Diagnosis often starts with a visual assessment. In endemic areas, a trained health worker can recognize the characteristic sores, especially in children. However, yaws looks identical to other tropical skin infections under many circumstances, and the blood tests used to detect it cannot distinguish it from syphilis because both diseases are caused by near-identical bacteria. This is a significant challenge. In 2024, over 152,000 suspected yaws cases were reported to the WHO from 10 countries, but only 996 were laboratory-confirmed in 7 countries, precisely because routine lab testing is not yet widely available in the affected regions.

Rapid point-of-care blood tests exist and can detect antibodies to the Treponema bacterium within minutes using a finger prick. These are useful for screening in remote areas, but confirming an active infection (versus a past one) still requires additional testing that many rural clinics lack.

Treatment

Yaws is one of the more straightforward infectious diseases to treat. A single oral dose of the antibiotic azithromycin cures the infection in the vast majority of cases. This replaced the older approach of a painful injection of penicillin, which required trained health workers and sterile needles. The shift to a pill that can be swallowed once made mass treatment campaigns far more practical, especially in remote communities with limited medical infrastructure.

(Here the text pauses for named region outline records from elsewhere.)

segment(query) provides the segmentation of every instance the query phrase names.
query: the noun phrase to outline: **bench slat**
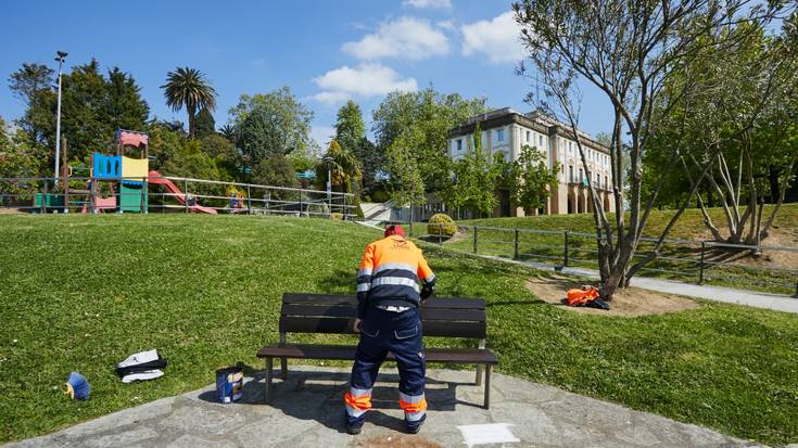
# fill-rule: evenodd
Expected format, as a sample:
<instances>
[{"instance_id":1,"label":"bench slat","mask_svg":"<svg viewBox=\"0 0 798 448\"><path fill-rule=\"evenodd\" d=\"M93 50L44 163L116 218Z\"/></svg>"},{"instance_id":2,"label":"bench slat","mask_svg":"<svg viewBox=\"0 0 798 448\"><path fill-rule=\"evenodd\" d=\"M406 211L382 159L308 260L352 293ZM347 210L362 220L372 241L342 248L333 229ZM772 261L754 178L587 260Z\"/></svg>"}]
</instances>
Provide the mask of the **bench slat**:
<instances>
[{"instance_id":1,"label":"bench slat","mask_svg":"<svg viewBox=\"0 0 798 448\"><path fill-rule=\"evenodd\" d=\"M304 319L325 318L354 318L357 316L357 307L353 305L294 305L282 306L282 316L302 317ZM443 309L423 307L420 310L421 319L442 321L476 321L485 320L485 312L477 309Z\"/></svg>"},{"instance_id":2,"label":"bench slat","mask_svg":"<svg viewBox=\"0 0 798 448\"><path fill-rule=\"evenodd\" d=\"M485 322L423 320L425 336L485 338ZM280 316L280 333L355 334L354 318L301 318Z\"/></svg>"},{"instance_id":3,"label":"bench slat","mask_svg":"<svg viewBox=\"0 0 798 448\"><path fill-rule=\"evenodd\" d=\"M346 305L357 304L354 295L339 294L296 294L286 293L282 303L295 305ZM485 309L485 300L481 298L432 297L425 302L423 308Z\"/></svg>"},{"instance_id":4,"label":"bench slat","mask_svg":"<svg viewBox=\"0 0 798 448\"><path fill-rule=\"evenodd\" d=\"M347 345L313 345L313 344L286 344L263 347L257 351L258 358L292 358L292 359L335 359L354 360L355 347ZM496 355L489 349L477 348L427 348L425 357L428 362L442 363L474 363L492 364L498 363ZM395 361L392 353L385 357L387 360Z\"/></svg>"}]
</instances>

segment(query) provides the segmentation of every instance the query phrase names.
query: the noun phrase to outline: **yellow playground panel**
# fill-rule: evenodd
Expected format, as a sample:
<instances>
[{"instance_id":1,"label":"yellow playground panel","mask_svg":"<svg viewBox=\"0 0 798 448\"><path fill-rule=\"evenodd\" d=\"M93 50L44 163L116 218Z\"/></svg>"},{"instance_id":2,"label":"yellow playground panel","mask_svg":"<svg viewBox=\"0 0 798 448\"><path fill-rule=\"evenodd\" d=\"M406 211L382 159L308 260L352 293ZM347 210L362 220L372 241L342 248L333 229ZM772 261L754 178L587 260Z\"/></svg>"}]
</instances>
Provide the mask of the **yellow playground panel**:
<instances>
[{"instance_id":1,"label":"yellow playground panel","mask_svg":"<svg viewBox=\"0 0 798 448\"><path fill-rule=\"evenodd\" d=\"M122 177L130 181L141 181L149 171L147 158L122 157Z\"/></svg>"}]
</instances>

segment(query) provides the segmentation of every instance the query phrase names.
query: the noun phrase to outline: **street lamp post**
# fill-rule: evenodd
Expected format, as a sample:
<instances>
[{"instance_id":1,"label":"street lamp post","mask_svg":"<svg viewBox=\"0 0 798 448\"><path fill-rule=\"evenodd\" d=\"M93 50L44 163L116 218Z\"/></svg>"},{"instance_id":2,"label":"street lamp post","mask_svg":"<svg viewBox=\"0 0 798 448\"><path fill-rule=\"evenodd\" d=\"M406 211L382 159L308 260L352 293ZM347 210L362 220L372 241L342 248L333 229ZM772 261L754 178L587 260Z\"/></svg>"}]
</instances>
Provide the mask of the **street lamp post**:
<instances>
[{"instance_id":1,"label":"street lamp post","mask_svg":"<svg viewBox=\"0 0 798 448\"><path fill-rule=\"evenodd\" d=\"M55 187L59 185L59 163L61 162L61 67L66 59L66 53L58 51L56 54L55 61L59 62L59 105L55 112L55 172L53 174Z\"/></svg>"},{"instance_id":2,"label":"street lamp post","mask_svg":"<svg viewBox=\"0 0 798 448\"><path fill-rule=\"evenodd\" d=\"M322 161L327 165L327 203L332 202L332 157L326 155Z\"/></svg>"}]
</instances>

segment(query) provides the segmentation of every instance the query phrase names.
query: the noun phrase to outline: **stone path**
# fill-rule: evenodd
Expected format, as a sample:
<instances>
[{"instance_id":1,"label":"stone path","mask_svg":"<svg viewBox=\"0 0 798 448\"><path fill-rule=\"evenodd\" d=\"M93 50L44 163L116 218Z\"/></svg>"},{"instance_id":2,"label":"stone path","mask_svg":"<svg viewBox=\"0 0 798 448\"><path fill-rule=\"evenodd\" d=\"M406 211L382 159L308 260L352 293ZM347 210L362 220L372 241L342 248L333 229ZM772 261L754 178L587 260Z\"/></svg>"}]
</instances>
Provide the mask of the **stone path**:
<instances>
[{"instance_id":1,"label":"stone path","mask_svg":"<svg viewBox=\"0 0 798 448\"><path fill-rule=\"evenodd\" d=\"M517 443L479 447L747 447L714 431L637 412L556 387L494 374L492 406L472 371L428 371L428 420L418 435L403 434L395 369L384 369L375 409L363 433L343 431L342 396L349 371L291 367L263 402L261 379L235 405L214 402L213 387L163 398L11 447L465 447L460 425L507 424ZM502 425L499 425L502 426ZM473 439L471 439L473 440Z\"/></svg>"}]
</instances>

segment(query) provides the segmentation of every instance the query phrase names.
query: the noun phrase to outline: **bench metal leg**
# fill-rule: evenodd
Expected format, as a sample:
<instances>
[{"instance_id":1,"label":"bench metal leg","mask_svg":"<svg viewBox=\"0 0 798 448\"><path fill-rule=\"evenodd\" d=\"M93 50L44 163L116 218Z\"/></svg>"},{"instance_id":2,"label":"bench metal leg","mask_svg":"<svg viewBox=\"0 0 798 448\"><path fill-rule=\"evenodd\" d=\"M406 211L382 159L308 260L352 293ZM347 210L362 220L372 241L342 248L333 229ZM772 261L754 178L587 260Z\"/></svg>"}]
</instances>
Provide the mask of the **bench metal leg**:
<instances>
[{"instance_id":1,"label":"bench metal leg","mask_svg":"<svg viewBox=\"0 0 798 448\"><path fill-rule=\"evenodd\" d=\"M280 333L280 345L286 344L286 333ZM288 358L280 358L280 375L282 381L288 380Z\"/></svg>"},{"instance_id":2,"label":"bench metal leg","mask_svg":"<svg viewBox=\"0 0 798 448\"><path fill-rule=\"evenodd\" d=\"M288 358L280 358L280 375L282 380L288 380Z\"/></svg>"},{"instance_id":3,"label":"bench metal leg","mask_svg":"<svg viewBox=\"0 0 798 448\"><path fill-rule=\"evenodd\" d=\"M266 402L271 401L273 398L273 391L271 391L271 380L273 380L273 368L274 368L274 360L271 358L266 358Z\"/></svg>"},{"instance_id":4,"label":"bench metal leg","mask_svg":"<svg viewBox=\"0 0 798 448\"><path fill-rule=\"evenodd\" d=\"M479 342L479 348L481 350L484 350L485 349L485 340L480 340L480 342ZM474 381L474 383L477 383L478 386L481 386L482 385L482 372L483 372L483 370L484 370L484 367L482 364L478 364L477 366L477 381Z\"/></svg>"},{"instance_id":5,"label":"bench metal leg","mask_svg":"<svg viewBox=\"0 0 798 448\"><path fill-rule=\"evenodd\" d=\"M485 366L485 409L491 409L491 366Z\"/></svg>"}]
</instances>

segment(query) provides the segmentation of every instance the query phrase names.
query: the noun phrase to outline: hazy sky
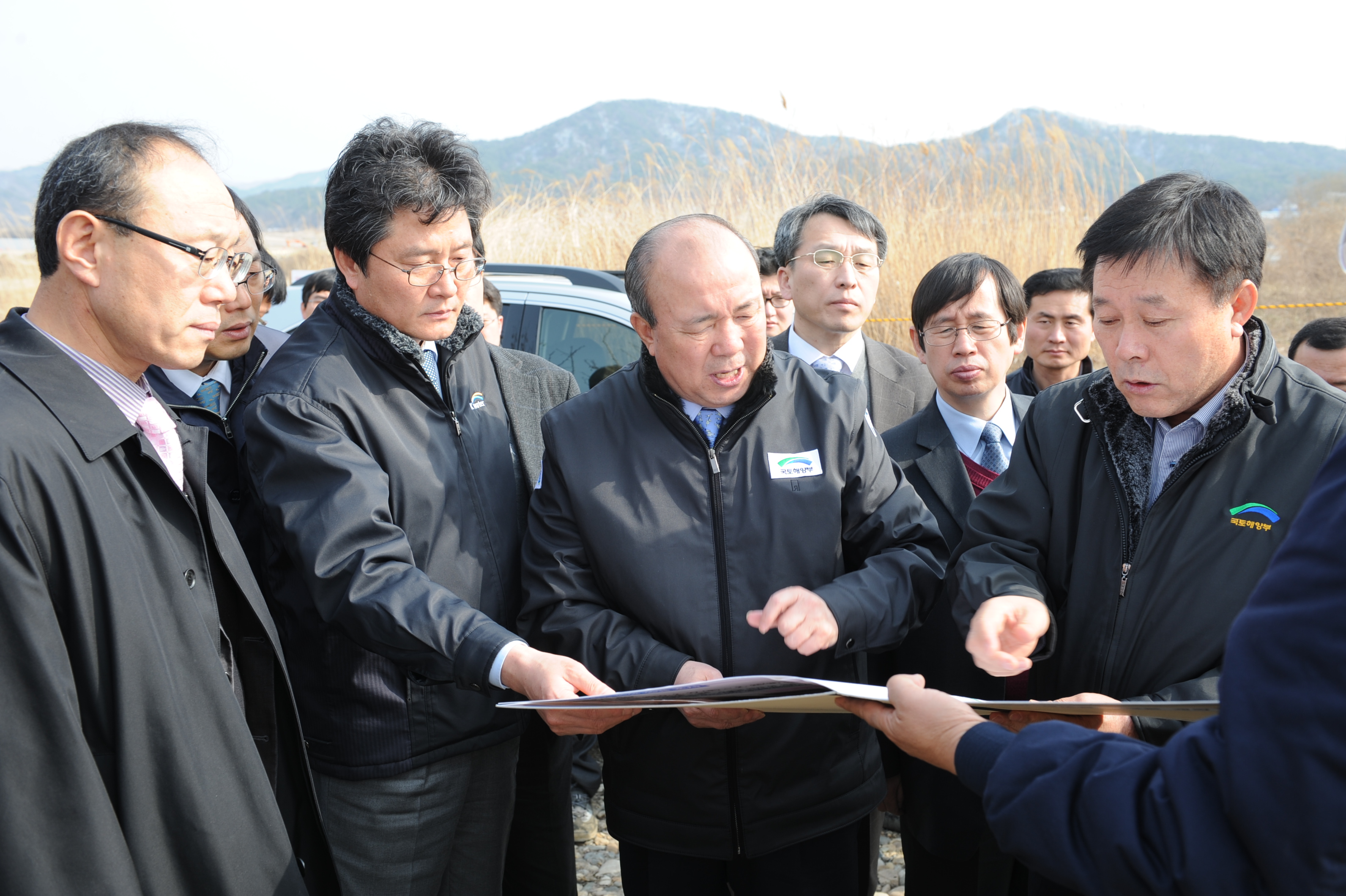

Early-stage yaws responds well, and sores heal completely without scarring in most cases. Even secondary-stage disease clears with treatment. The critical window is before the infection reaches the bones. Once tertiary yaws has caused bone destruction or cartilage loss, antibiotic treatment can stop further damage but cannot reverse what has already occurred.

Global Eradication Efforts

Yaws nearly disappeared once before. A massive WHO campaign in the 1950s and 1960s using injectable penicillin reduced global cases from around 50 million to about 2.5 million. But when funding dried up and surveillance lapsed, the disease crept back in several regions.

The current push, known as the Morges strategy, was launched in 2012 after the discovery that oral azithromycin works as well as injected penicillin. The original eradication target was 2020, but that proved overly ambitious, and 2030 is now the goal. The strategy has two phases. First, entire communities in endemic areas receive mass treatment: every resident, whether symptomatic or not, takes a single dose of azithromycin. This is typically repeated for two to three rounds. After that, health teams switch to targeted treatment, tracking down active cases and treating them along with their household members, schoolmates, and close contacts. These targeted rounds continue every 6 to 12 months until transmission stops.

The challenges are logistical more than medical. Many endemic communities are in remote, hard-to-reach areas. Surveillance gaps are enormous: 82 previously endemic countries and territories currently have an unknown status, meaning no one is sure whether transmission has stopped there or simply gone undetected. And because lab confirmation rates remain low, the true burden of yaws globally is almost certainly higher than reported numbers suggest.

Why Yaws Still Matters

Yaws is entirely preventable and easily curable, yet it persists because it affects some of the world’s poorest and most isolated populations. It causes no fatalities, which paradoxically works against it: diseases that don’t kill tend to attract less funding and attention than those that do. But for the children who develop chronic sores, painful cracked feet, or permanent bone deformities, the impact on quality of life is severe. Disfigurement from late-stage yaws also carries significant social stigma in affected communities.

The fact that a single pill can cure the disease, and that no animal reservoir complicates transmission, makes yaws one of only a handful of diseases considered realistically eradicable. Whether the 2030 target is met depends largely on sustained political will and funding for community-level treatment campaigns in some of the most underserved parts of the world.